Il lavoratore ha la facoltà di sostituire alla malattia la fruizione delle ferie maturate e non godute.
E’ quanto ha stabilito la Corte di Cassazione con ordinanza n. 19062 del 10 luglio-14 settembre 2020, Sez. Lavoro, con cui ha accolto il ricorso di una dipendente che aveva impugnato il licenziamento per giusta causa comminato dal datore, risultando però soccombente nei precedenti gradi di giudizio.
Nel caso in esame, la ricorrente, quando già si trovava in assenza per malattia, aveva richiesto al datore la fruizione di un periodo di ferie di 20 giorni allo scopo di evitare il decorso del periodo di comporto. Il datore le aveva tuttavia concesso un solo giorno di ferie e, pertanto, ritenendo ingiustificate le ulteriori assenze, aveva provveduto al licenziamento per giusta causa.
La Cassazione, accogliendo il ricorso avverso la sentenza di appello, ha invece ritenuto lecita la possibilità per il lavoratore di convertire la malattia con le ferie.
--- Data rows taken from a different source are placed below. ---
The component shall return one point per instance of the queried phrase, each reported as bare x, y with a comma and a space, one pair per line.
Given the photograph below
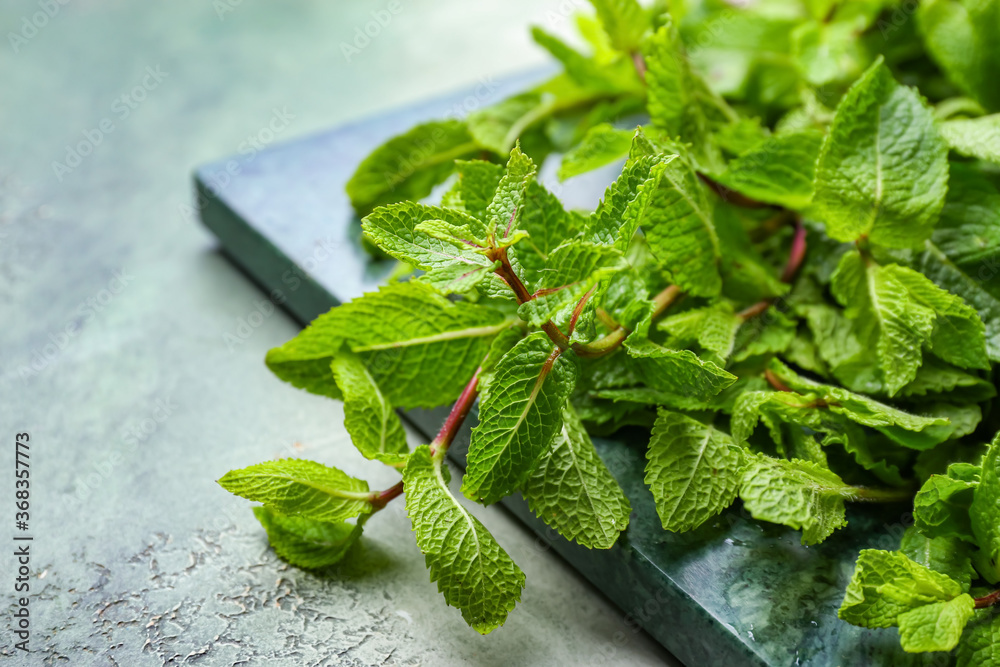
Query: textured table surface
132, 351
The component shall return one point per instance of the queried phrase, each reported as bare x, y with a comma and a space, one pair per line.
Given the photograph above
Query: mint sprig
791, 286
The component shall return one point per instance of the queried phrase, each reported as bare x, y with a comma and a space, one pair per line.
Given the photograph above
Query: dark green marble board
735, 592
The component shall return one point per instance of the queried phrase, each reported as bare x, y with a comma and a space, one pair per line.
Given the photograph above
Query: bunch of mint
791, 285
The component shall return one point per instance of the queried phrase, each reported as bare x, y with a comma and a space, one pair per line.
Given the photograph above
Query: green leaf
609, 224
409, 165
624, 21
947, 555
692, 469
935, 627
573, 492
886, 584
518, 418
548, 226
497, 127
509, 195
603, 144
974, 137
985, 513
779, 171
969, 230
461, 236
797, 494
676, 218
612, 77
883, 169
394, 229
963, 37
679, 101
903, 312
937, 267
473, 190
712, 327
981, 644
304, 361
299, 487
307, 543
373, 424
420, 348
909, 430
936, 378
472, 571
960, 257
679, 372
573, 269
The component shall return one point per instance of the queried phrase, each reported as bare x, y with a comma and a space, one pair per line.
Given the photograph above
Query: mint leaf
497, 127
935, 627
472, 571
679, 101
981, 644
962, 37
307, 543
797, 494
474, 187
974, 137
883, 169
985, 513
676, 219
601, 145
907, 429
424, 346
778, 171
679, 372
519, 416
394, 229
947, 555
573, 492
941, 507
509, 194
902, 312
304, 361
692, 469
712, 327
886, 584
969, 230
299, 487
624, 21
611, 77
373, 424
573, 268
409, 165
547, 225
609, 224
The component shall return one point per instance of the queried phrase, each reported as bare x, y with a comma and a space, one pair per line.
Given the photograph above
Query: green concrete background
140, 390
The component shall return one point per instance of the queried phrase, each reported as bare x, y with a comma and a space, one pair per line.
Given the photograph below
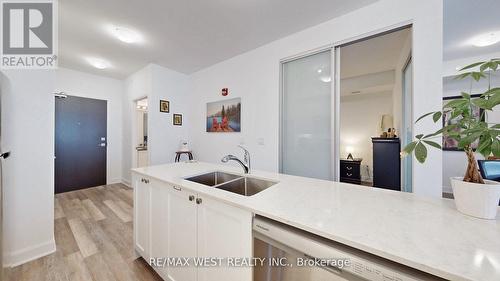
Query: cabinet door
181, 234
142, 215
224, 231
159, 225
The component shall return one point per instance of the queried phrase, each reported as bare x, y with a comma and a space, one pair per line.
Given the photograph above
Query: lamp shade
386, 122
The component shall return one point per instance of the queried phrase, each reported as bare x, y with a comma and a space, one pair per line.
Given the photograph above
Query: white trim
28, 254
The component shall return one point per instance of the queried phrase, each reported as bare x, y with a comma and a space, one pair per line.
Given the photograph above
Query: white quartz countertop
424, 233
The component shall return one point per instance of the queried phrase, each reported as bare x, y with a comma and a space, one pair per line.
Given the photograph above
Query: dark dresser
350, 170
386, 163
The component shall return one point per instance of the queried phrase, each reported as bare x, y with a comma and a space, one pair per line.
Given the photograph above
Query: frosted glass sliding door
306, 117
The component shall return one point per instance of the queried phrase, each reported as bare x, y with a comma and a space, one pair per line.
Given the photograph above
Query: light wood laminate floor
94, 240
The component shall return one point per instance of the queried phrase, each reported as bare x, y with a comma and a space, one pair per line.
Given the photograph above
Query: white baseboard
29, 253
113, 181
126, 182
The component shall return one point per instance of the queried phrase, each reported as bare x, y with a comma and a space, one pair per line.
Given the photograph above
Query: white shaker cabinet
173, 222
224, 231
181, 231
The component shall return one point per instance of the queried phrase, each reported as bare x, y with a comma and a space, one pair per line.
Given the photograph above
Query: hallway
93, 233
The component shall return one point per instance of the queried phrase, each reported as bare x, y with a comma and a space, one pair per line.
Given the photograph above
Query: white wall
164, 138
360, 117
28, 175
254, 76
81, 84
455, 162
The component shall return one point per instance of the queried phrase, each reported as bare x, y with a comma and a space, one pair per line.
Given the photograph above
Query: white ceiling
374, 55
465, 19
183, 35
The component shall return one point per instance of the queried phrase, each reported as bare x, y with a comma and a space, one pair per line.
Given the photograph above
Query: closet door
306, 117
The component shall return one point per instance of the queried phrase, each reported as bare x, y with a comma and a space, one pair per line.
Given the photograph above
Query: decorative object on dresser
350, 170
386, 163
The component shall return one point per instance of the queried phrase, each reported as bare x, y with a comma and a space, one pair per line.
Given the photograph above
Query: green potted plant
473, 195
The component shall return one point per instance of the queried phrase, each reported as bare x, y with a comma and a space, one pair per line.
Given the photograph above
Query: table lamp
349, 150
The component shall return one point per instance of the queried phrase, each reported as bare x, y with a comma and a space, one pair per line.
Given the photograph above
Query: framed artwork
177, 119
450, 144
164, 106
224, 116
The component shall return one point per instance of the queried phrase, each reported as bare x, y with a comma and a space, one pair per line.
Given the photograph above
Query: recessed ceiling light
98, 63
124, 34
486, 39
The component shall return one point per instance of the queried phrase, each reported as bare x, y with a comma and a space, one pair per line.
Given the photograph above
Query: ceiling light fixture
124, 34
98, 63
486, 39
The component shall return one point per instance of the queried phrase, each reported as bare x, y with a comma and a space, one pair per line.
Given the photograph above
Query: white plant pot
474, 199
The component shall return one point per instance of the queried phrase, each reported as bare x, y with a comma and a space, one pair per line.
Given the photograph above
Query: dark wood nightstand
350, 170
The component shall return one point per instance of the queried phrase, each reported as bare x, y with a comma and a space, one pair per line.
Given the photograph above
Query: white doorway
141, 134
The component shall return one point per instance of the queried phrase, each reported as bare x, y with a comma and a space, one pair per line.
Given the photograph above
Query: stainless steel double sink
242, 185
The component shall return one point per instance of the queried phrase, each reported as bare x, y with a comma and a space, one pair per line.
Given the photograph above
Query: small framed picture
164, 106
178, 119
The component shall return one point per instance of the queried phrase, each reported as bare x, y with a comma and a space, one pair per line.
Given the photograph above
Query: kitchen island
426, 234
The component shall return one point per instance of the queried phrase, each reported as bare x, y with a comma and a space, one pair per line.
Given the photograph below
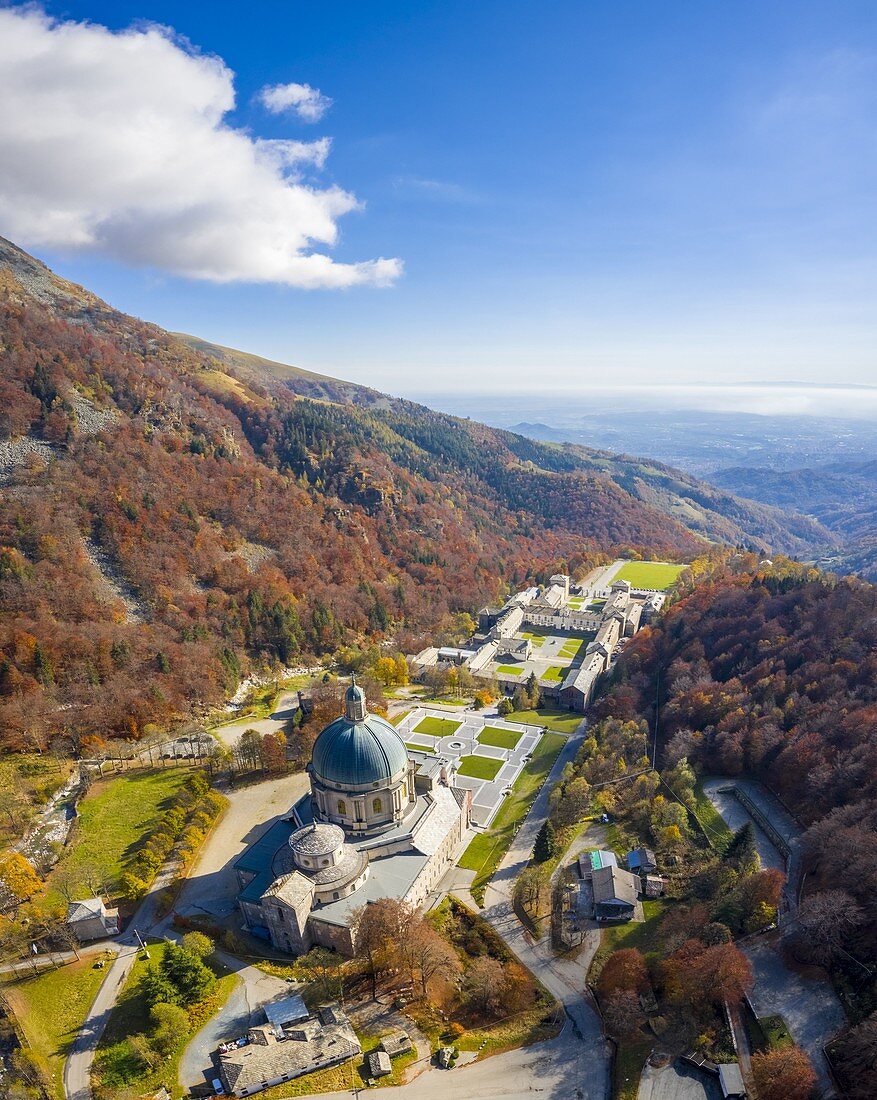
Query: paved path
563, 977
210, 889
211, 886
677, 1082
287, 704
809, 1005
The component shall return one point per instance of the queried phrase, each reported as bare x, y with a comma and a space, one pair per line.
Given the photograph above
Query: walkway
563, 977
809, 1005
230, 732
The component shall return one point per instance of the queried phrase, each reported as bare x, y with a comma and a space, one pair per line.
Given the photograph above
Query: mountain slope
172, 514
842, 496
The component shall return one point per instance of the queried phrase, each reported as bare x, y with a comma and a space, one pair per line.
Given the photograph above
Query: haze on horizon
467, 198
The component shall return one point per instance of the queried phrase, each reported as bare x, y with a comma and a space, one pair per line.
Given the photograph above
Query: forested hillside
167, 518
841, 495
773, 672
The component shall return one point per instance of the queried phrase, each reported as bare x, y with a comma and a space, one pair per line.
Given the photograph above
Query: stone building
380, 822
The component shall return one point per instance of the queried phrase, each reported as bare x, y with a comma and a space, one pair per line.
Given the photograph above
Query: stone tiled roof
293, 889
249, 1068
317, 839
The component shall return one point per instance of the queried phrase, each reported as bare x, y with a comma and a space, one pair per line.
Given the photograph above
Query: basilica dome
358, 750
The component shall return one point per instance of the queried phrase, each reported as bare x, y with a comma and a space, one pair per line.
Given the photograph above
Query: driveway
211, 886
241, 1010
563, 976
677, 1082
287, 704
809, 1005
555, 1070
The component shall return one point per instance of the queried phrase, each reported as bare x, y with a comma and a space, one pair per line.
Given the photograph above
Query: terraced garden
480, 767
499, 738
437, 727
653, 575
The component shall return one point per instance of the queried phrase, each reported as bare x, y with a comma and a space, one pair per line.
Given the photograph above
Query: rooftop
612, 883
310, 1046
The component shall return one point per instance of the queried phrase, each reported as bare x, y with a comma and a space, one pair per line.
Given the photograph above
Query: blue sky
577, 193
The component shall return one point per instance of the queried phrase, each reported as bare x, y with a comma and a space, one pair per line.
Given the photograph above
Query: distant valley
817, 466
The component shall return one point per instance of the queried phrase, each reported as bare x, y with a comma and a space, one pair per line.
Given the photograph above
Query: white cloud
307, 102
116, 143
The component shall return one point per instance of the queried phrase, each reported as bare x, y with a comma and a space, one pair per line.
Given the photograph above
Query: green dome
358, 754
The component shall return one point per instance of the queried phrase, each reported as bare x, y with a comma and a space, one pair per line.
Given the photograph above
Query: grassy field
51, 1009
113, 820
437, 727
711, 820
480, 767
561, 722
485, 850
499, 738
628, 1067
116, 1066
770, 1033
645, 936
655, 575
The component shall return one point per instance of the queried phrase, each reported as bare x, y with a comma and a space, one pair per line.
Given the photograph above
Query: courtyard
490, 752
552, 655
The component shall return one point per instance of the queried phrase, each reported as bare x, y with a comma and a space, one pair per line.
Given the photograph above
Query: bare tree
485, 981
430, 954
824, 924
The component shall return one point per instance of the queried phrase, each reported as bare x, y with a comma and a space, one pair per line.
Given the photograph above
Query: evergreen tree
157, 988
187, 974
546, 843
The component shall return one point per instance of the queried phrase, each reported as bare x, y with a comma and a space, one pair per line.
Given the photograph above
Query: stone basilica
380, 822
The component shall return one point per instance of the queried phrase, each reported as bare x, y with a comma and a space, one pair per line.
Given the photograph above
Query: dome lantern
354, 703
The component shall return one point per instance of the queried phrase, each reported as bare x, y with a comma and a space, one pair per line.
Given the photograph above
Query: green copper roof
359, 752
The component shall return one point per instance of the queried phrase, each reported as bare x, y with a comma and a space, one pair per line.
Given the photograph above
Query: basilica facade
380, 822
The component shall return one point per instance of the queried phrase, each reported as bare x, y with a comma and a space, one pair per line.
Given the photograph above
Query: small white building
90, 920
In particolare, ha valorizzato i canoni della correttezza e buona fede nell’esecuzione del contratto, dichiarando che il datore di lavoro, pur avendo discrezionalità nella scelta sulla concessione o meno delle ferie, deve tener conto del rilevante e fondamentale interesse del lavoratore ad evitare la possibile perdita del posto di lavoro per scadenza del periodo di comporto. In questo bilanciamento di interessi, le ragioni del datore di lavoro, legate alle esigenze organizzative e produttive, possono prevalere solo se siano concrete ed effettive, dovendo in caso contrario il datore concedere necessariamente le ferie.
La Suprema Corte ha dunque ritenuto fondato il ricorso della dipendente, evidenziando che, nel caso di specie, il datore non aveva dedotto alcuna ragione organizzativa che fosse di ostacolo alla concessione delle ferie.